Sleep eating disorders may have to do with the shutdown of the brain's frontal lobes during sleep. The remainder of the brain remains active and direct sleep eaters to get out of bed and find food, according to research from Dr. Carlos Schenck, a psychiatrist who has spent 20 years researching this topic.

"They can get up, they see their environment," Dr. Schenck said, "and they know where the kitchen is. However, they have no judgment, no inhibition - and that's the problem."
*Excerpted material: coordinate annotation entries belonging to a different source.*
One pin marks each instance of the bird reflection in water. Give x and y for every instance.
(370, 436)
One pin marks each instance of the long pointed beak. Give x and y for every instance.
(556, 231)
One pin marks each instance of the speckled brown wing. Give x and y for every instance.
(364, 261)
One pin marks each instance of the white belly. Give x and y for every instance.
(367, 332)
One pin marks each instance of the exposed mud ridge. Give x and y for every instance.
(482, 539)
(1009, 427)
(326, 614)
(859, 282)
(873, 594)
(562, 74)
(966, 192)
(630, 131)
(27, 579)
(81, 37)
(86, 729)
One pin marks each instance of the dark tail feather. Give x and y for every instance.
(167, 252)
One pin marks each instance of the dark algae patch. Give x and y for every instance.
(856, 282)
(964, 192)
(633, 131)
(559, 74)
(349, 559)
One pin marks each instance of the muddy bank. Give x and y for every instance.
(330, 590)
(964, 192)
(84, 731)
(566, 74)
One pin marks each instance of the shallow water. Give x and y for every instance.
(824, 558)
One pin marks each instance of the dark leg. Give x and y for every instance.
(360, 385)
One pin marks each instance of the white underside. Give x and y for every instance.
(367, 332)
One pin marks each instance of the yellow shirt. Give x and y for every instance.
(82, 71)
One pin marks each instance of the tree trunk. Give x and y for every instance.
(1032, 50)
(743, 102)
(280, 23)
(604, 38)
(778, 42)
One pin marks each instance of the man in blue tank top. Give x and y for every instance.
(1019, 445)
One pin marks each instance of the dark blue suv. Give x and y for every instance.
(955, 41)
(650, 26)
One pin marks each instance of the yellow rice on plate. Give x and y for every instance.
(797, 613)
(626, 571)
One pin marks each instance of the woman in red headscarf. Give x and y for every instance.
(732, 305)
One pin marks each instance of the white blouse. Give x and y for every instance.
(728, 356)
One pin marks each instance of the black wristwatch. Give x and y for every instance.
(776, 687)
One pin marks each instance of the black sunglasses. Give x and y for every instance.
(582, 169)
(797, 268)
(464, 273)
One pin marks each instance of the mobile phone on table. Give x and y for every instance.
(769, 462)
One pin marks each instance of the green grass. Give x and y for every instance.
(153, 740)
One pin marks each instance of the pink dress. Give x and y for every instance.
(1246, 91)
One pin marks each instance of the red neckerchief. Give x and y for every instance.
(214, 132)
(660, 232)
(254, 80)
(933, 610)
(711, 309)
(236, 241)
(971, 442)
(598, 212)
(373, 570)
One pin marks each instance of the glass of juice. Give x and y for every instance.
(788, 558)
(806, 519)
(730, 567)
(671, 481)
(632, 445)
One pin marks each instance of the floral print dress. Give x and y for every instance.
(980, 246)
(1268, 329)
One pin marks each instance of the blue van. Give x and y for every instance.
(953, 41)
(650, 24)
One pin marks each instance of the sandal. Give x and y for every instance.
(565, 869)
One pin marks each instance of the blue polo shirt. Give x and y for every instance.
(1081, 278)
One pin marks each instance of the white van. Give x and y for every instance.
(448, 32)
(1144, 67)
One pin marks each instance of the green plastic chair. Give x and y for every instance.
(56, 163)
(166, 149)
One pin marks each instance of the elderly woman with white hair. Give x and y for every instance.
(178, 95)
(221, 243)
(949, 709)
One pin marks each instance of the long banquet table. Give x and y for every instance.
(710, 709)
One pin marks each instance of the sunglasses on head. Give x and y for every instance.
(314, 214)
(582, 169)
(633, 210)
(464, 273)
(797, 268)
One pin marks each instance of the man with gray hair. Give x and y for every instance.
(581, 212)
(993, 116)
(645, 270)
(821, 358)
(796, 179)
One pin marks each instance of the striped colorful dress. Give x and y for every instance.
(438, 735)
As part of his research, Dr. Schenck videotapes people who "sleep eat." When they watch themselves, their tapes are often quite upsetting to them.

"Patients who have a sleep behavioral disorder such as sleep eating, when they see the tape of themselves, they are truly shocked, saying, "My God, I didn't realize I was capable of doing this,'" said Dr. Schenck.

Sleep eaters usually have no memory of what happened or why they ate strange substances such as Elmer's glue and SOS soap pads. Some create dangers for themselves, for example, the patient who set fire to his house when he tried to cook napkins in his toaster.

"People have also cut their fingers chopping food," the psychiatrist said. "We're talking about major risk of injury during the night from both sleep eating and the associated sleep walking."

Dr. Schenck said that sleep disorders remain a mystery even to him, although he is one of the foremost experts in the world.

"It's not about willpower," he said. "It's not a psychological problem. It's a major physiological force coming from within your brain and body to eat at night so inappropriately."